Shopska Salad

A Midsummer Tale ~ Third Place
Jinevrah Aljin

The beach is strange after rain—sand shifted, stones swallowed, landmarks changed, buried, submerged. It becomes unfamiliar, even to eyes that know it well, once the familiar has vanished, washed away into the sea, which alone is unchanging. We, however, cannot know what has changed. We are strangers here, my mother and I. This beach, this sea, are completely alien to us. This sea lacks the Mediterranean’s cerulean hues, those hints of emerald and amethyst flecked with gold, but it is sea nonetheless, and hence welcoming, comforting—a new lover chosen not for his allure, but because he reminds us of another, whose memory we are loath to relinquish. This is the Black Sea, and although I am sure that, in the sunlight, it would be of a blue that belied its name, we have seen only myriad shades of grey, for it has rained every day since our arrival.

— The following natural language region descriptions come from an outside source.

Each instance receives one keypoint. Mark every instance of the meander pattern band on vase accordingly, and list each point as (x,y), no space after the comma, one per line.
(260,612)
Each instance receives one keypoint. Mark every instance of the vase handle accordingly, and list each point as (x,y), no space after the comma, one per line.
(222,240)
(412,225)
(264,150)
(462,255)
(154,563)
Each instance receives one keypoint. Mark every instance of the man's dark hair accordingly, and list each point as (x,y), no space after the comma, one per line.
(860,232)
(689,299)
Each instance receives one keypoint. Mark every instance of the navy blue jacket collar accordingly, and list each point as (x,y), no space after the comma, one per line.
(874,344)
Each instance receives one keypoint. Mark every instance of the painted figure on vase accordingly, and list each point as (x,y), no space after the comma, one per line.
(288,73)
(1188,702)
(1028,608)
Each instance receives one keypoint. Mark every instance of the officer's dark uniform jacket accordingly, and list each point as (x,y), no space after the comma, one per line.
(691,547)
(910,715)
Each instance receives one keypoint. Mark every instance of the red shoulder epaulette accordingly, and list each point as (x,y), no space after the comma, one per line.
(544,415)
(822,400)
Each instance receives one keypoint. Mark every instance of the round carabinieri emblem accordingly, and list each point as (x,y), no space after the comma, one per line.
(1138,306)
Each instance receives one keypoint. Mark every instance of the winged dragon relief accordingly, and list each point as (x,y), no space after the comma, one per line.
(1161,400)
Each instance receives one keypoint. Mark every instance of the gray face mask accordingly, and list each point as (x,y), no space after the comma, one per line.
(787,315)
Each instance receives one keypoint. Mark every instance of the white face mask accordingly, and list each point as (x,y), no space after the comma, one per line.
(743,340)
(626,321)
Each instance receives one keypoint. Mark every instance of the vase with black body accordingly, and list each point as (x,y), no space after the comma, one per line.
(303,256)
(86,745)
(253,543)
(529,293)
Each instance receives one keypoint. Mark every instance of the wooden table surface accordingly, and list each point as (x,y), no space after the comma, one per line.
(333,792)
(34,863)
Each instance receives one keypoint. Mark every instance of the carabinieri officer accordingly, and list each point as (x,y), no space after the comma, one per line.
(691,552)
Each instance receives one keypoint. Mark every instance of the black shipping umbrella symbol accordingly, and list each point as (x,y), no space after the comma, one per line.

Today promises no change. Dawn comes veiled by haze, blanketed in cream, blindfolded by yellow-white clouds that seem too heavy to remain suspended. As I watch from our hotel room window, they sink toward the horizon. We had paid extra for a sea view when we made our reservations, only to find ourselves relegated to a back room overlooking a mosquito-laden estuary. My mother had not wanted to let the matter lie, not even when offered a discount. It wasn’t about money. It was for me. She has brought me here to the Black Sea coast because today is my thirtieth birthday, and she wants very much for me to be happy, for it to be perfect, for she knows that my life has been far from perfect, and because she loves me, she wants to make it right.

I have sworn I will not indulge in the predictable glumness that seems an inevitable part of turning thirty. I want to be happy today, as much for her as for myself. Nonetheless, treacherous thoughts crept into my mind as I slept, before I could prevent it, and I woke with a lump in my throat. Waiting in the hotel room is not helping.

My mother is in the shower. I knock on the bathroom door.


“I’m going for coffee. I’ll meet you in the dining room, on the terrace.”

“Okay. I’ll hurry.”

“Take your time.”

Everything on the buffet is labeled in Bulgarian, and only some things in English. I’m glad I can read the Cyrillic letters—I can pronounce the words, although I can only guess at what they mean. I fill a cup with sad coffee from an automatic machine and claim a table on the terrace, facing the beach. No one else is outside. The plastic curtains are flecked with water. Still, despite the cold, the slate sky, the thin coffee, I am happy to be here by the sea, any sea. I am so thankful to my mother for this.

She comes, dressed too lightly. We packed our suitcases for a beach vacation, and neither of us are prepared for this chill. She puts down her cup of tea and sits. “Happy birthday,” she says, taking my hand, and without meaning to, without even suspecting it was about to happen, I start to cry. Her smile disappears as completely as the sun behind these never-ending clouds.

“I’m sorry,” I say, “This is so cliché. I feel stupid.”

“You’re not stupid!” she says, squeezing my fingers. “Tell me.”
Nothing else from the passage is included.